Its characters are rewritten from their Japanese counterparts, who were already cleaned up from their manga counterparts. The American version is trying to build off the older dub version of the characters as well as take notes from Dragon Ball Z Abridged, when Super was building off the manga rather than the older anime.
Remember those space jazzercise kung fu pirates I mentioned earlier? Many Americans don't even realize that's what they are, instead turning them into space samurai with exaggeratedly brutal seriousness. But that's only because that's the version we received. We find it harder to notice the dense wackiness because so much of it was scrubbed out to remarket the series for an entirely different demographic, many of whom would take an ax to the idea that Dragon Ball is for kids at all.

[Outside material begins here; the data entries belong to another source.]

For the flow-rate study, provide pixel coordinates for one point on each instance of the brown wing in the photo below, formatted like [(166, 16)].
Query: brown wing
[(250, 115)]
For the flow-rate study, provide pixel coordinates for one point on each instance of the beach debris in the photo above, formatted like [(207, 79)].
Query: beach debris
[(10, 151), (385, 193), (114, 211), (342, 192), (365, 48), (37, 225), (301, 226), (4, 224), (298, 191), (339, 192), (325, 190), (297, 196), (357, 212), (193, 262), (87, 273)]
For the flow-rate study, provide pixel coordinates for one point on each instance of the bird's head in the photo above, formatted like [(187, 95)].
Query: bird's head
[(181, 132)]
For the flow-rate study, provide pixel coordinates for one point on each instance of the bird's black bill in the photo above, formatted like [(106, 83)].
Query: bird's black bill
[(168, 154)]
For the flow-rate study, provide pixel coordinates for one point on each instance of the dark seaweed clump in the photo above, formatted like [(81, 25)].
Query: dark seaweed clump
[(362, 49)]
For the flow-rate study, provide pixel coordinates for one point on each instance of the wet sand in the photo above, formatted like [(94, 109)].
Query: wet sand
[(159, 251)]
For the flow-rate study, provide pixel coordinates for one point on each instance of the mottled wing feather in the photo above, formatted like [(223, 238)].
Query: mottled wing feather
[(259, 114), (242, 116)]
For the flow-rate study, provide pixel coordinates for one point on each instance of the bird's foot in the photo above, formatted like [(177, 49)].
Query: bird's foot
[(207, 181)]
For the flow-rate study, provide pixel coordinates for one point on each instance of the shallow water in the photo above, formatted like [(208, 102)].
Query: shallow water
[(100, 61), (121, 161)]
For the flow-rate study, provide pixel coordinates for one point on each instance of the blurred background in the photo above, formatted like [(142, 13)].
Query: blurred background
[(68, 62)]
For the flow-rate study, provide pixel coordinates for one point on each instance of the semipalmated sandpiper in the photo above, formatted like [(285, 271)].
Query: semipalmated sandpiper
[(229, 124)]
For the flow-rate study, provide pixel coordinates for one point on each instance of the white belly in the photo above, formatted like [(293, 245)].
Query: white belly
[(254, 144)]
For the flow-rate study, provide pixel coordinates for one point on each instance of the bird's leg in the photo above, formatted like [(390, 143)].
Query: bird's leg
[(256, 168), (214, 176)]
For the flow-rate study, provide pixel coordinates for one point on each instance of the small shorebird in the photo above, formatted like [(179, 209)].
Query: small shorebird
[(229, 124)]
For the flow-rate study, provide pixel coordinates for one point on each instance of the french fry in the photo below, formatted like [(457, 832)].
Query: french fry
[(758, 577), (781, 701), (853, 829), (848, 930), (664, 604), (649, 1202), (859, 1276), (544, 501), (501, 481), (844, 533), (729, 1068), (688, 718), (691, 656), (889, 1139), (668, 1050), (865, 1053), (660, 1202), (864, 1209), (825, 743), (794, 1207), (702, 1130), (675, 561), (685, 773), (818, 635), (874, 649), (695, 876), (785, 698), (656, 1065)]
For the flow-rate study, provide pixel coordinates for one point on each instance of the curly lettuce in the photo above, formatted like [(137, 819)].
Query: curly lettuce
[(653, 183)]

Many of them want to see Dragon Ball turned into a Japanese MCU, with its games closer to Marvel vs. Capcom and an anime-ized Witcher. What they get are games that often lack polish and feature dumbed down stories with the dialogue and presentation of a show for preschoolers if it was socially acceptable for characters to swear on Nick Jr. and YouTube Kids.
There are essentially two different franchises both going by the name "Dragon Ball" existing concurrently, but the version that takes precedence is the one aimed at Japanese schoolboys. Western fans literally HAVE to accept lower standards because our standards are not in line with the actual direction and nature of the series.
Could that nature be different? Always, but things haven't developed in that direction and the only thing you'd accomplish would be to shift the show to target the other audience, now forcing the first demographic to shift their expectations. You've just started a dance.
Now, you might think that the ideal solution would be to split the series in two and let both demographics have their own respective versions— one being the kiddy kung fu cartoon about Carrot Wukong and the other being the Japanese MCU led by the writers for Team Four Star and Dragon Ball Multiverse. And maybe that COULD work. But it also feels like a copout, like a single foreign fandom refuses to accept that the object of their affection isn't actually theirs no matter how many YouTube breakdowns, memes, and vs. battles they create or how many lines from an archaic unfaithful dub they rewatch and thumbs up.
That's what this whole thing really feel like to me, especially the part about so many Dragon Ball fans who don't actually like what Dragon Ball is but rather what they wish it could be (no pun intended).